Just as with nutrition, I don’t stress out about getting the balance right hour to hour or even day to day. Throughout the course of the week, though, I do try to make corrections if I feel guilty night after night about not spending enough time with the kids.

Accept that writing takes time, and that time will be subtracted from your day. It sounds silly, but many mothers believe they can sort of sneak writing in around the edges while taking care of everything else at the same level as when they’re not writing. This is crazy. If you’re spending time writing, you’re not spending time on something else, so that something else won’t get done. You have to decide what’s more important to get done, writing or the other thing, and that’s all there is to it.

Someone asked J. K. Rowling how she managed to write a series of bestselling books while raising a baby alone, and she said, “I didn’t do housework for four years! I’m not Superwoman, and living in squalor, that was the answer.” Sometimes I look at how squalid my house is, and I think, “Damn, I better do some better writing, to justify this.” Either that, or write up a few cheap listicles and then go scrub the shower.
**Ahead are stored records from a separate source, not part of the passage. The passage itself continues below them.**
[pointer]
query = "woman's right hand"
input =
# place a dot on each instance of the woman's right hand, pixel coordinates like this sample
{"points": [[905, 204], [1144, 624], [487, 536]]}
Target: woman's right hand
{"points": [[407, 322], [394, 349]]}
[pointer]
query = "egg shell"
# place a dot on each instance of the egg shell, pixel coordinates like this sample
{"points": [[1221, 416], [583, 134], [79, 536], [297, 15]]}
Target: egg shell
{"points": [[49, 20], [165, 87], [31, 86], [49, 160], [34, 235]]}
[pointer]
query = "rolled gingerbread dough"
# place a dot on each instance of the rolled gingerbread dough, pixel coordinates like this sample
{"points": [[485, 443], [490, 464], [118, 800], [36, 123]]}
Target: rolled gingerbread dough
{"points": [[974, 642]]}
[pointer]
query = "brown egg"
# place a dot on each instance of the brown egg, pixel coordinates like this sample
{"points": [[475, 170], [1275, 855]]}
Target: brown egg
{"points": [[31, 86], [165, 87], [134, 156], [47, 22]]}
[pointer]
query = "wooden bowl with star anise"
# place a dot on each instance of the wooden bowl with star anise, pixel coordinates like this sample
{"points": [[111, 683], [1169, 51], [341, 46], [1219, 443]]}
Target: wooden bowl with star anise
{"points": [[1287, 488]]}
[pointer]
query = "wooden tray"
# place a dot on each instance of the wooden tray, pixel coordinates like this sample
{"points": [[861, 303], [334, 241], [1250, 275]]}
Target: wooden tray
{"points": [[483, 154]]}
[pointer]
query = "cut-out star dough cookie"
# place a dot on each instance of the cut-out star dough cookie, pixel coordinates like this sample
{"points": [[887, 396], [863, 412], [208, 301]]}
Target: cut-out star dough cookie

Power through the troughs. There are times when I sit down to my computer like a cat with six different mice to chase, and I just can’t decide which one looks the tastiest. And there are times when the alphabet looks soggy and unfamiliar, and I have a hard time fighting my way all the way through a sentence until I reach the predicate. You’d think I’d write better when I’m refreshed, rested, and feeling upbeat and optimistic, and that it would be harder to write in times of extreme exhaustion, but in fact it doesn’t have anything to do with anything.

Every single writer I have ever talked to goes through this crap sometimes. It’s horrible. It will make you think you’re on your way to EOBD (Early Onset Brain Death), and whatever success you’ve had in the past was just some combination of luck and trickery, and now you’re done, just done, and everyone has been laughing at you for years.

Keep writing anyway, bucko. Eventually that fickle muse will find her way back to your shoulder, so you better be already in the habit of working when she does.

There is one consolation to writing when you feel zero inspiration, and that is to remind yourself that you’re not struggling, you’re in training. Every time you finish an essay without the aid of delight, you’ve completed another round of training for when delight in writing returns (and it will return). Every time you force yourself to express something you don’t care much about because life is meaningless and whatnot, you’ll find your mind that much more agile and responsive when the ideas again come waltzing up one after another, begging for a dance. Tra la la!

Husband. Back when I was writing for my rinky dink little Blogspot blog with twenty-seven readers, my husband saw that it was important for my mental health, and didn’t make me feel bad for spending time writing almost every day, even when there wasn’t even the hint of getting paid for it. Without him making time and space for me to write, and without him reassuring me that it was important to him because it was important to me, I would probably have scrapped it years ago. So now you know whose fault it is that I keep cranking it out! If you don’t have a husband like this, see if you can find a friend who will reassure you that you’re good, and believe them, dammit. 

It may just be that you can’t all the writing you want to do right now. There are just too many other things going on. Kids too needy, obligations too pressing, sleep too not-having-enough. I firmly believe that writers will always find a way to write, somehow. It’s a sickness. It’s a compulsion. It’s a thing that will fight its way back up to the surface when the time is right. Writers gonna write, so if you’re a writer, you will find yourself writing. Right?